O Cine Debate do CFCL Benê do SINESP discutiu, no dia 15 de setembro, o filme Atlantique, da diretora francesa Mati Diop. Pela plataforma Zoom, os professores Jean Siqueira e Marcos Maurício conduziram os debates sobre a obra, construída a partir de diversas possibilidades simbólicas presentes no uso de imagens do mar, neste caso específico do Oceano Atlântico, como elemento articulador da narrativa.
Lançado em 2019, o longa-metragem é uma produção envolvendo subsídios do Senegal, Costa do Marfim, França e Bélgica, e gravado em Dakar, capital do Senegal, com o uso de um elenco local. Desse modo, após a conversa sobre o filme nigeriano Amina – no Cine Debate de agosto – Atlantique veio dar continuidade aos trabalhos do Cine Debate com obras cinematográficas produzidas fora do eixo EUA/Europa, no caso, mais uma obra vinda do continente africano.
Falado no idioma uólolei – nome proveniente da etnia dos uolofes, grupo quantitativamente dominante na composição da população do Senegal – as línguas inglesa e francesa também são empregadas ocasionalmente nos diálogos do filme.
Atlantique é o primeiro filme de longa duração dirigido por Diop, cineasta cuja produção até então se restringia à direção de filmes de curta metragem (entre trabalhos ficcionais e documentários – um deles, inclusive, chamado Atlantiques, sobre a imigração de trabalhadores senegaleses para a Europa). Além de diretora e roteirista desses trabalhos, Diop também trabalha como atriz em filmes franceses.
No ano do lançamento, Atlantique conquistou o prêmio de melhor filme no Grand Prix de Cannes, uma premiação do júri e a segunda mais importante do festival, perdendo a Palma de Ouro para Parasita – obra sul-coreana que ganharia também o Oscar de melhor filme no ano seguinte. Atlantique foi o indicado pelo Senegal para o Oscar, mas não foi um dos cinco escolhidos para concorrer à premiação.

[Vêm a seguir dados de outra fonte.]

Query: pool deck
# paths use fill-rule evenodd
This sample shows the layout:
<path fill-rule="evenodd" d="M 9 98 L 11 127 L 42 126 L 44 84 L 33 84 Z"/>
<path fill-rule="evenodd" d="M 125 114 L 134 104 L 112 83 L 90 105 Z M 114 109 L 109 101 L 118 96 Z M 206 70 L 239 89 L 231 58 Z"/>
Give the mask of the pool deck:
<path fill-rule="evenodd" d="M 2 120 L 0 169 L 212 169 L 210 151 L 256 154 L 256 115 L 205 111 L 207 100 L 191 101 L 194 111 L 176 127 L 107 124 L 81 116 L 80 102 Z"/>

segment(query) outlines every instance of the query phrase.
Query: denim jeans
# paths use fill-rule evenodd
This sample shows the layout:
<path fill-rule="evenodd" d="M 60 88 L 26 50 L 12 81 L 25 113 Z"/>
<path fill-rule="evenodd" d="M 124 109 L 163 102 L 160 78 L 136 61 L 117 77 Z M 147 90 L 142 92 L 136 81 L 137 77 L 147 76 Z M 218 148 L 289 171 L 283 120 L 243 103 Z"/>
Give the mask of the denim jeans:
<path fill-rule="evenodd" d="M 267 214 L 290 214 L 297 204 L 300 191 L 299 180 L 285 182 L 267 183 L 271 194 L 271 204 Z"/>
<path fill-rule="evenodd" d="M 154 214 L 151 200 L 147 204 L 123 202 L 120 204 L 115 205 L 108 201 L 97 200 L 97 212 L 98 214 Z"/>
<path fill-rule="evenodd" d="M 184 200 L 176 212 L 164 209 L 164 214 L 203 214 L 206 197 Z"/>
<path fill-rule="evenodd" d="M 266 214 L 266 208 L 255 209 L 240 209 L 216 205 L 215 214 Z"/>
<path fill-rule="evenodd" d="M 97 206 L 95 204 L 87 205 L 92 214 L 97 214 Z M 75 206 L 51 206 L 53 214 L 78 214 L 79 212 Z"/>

Opressão às mulheres, desigualdades sociais e luta de classes são temas marcantes no filme
Na trama da diretora francesa analisada pelos filiados, Souleiman, um empregado da construção civil que está há meses sem receber pagamento por seu trabalho, opta por buscar outras oportunidades de vida se aventurando em uma viagem marítima para a Espanha, abandonando sua amada, Ada, uma jovem de sua classe social prestes a se casar com um homem rico. Após sua partida, coisas estranhas começam a acontecer no entorno de Ada. Dizer mais do que isso é entregar surpresas que o roteiro do filme, escrito pela diretora em coautoria, pretende entregar ao público.
Na discussão, o trabalho do elenco, em especial o da atriz no papel de Ada (Mame Bineta Sane) e do inspetor Issa (Amadou Mbow), foi considerado promissor, ainda mais levando em consideração serem jovens atores e atrizes, a maioria deles sem experiência prévia no grande cinema.
Os temas colocados em pauta pelo filme também foram considerados muito relevantes, com destaque para o da luta de classes, visível pelo confronto entre os trabalhadores pobres e o rico empresário da construção civil, pouco preocupado com a condição dos operários contratados por seu empreendimento.
Outra questão que surgiu como central para o desenvolvimento do roteiro de Atlantique foi a da opressão das mulheres e seu papel em uma sociedade de casamentos arranjados e o domínio social masculino.
O tema da imigração oriunda de nações em conflito ou atravessadas por condições sociais e econômicas adversas, seus perigos e desafios, também veio à tona.
Apesar de modesto em termos materiais, Atlantique pareceu realizar um trabalho muito mais lapidado e imensamente mais cuidadoso do que o alcançado em Amina. Provavelmente, as decisões da direção ao usar diversas locações externas e explorar uma perspectiva mais documental graças ao seu trabalho de câmeras (uso recorrente da câmera na mão em vez da captura estática, por exemplo) – marcas habituais em obras com orçamentos menores – contribuiu para alcançar bons resultados narrativos e propiciar um convincente clima para o comentário social.
Conforme observado ao longo do debate, se o filme de Diop peca em alguns aspectos ao omitir informações que poderiam ajudar no desenvolvimento do roteiro e na melhor resolução de alguns pontos importantes de sua construção. Por outro lado, levando-se em conta que se trata do primeiro longa-metragem de uma jovem cineasta, são inegáveis os diversos méritos que Atlantique apresenta. Não por acaso, o filme foi premiado em uma competição da grandeza e do prestígio do Festival de Cannes.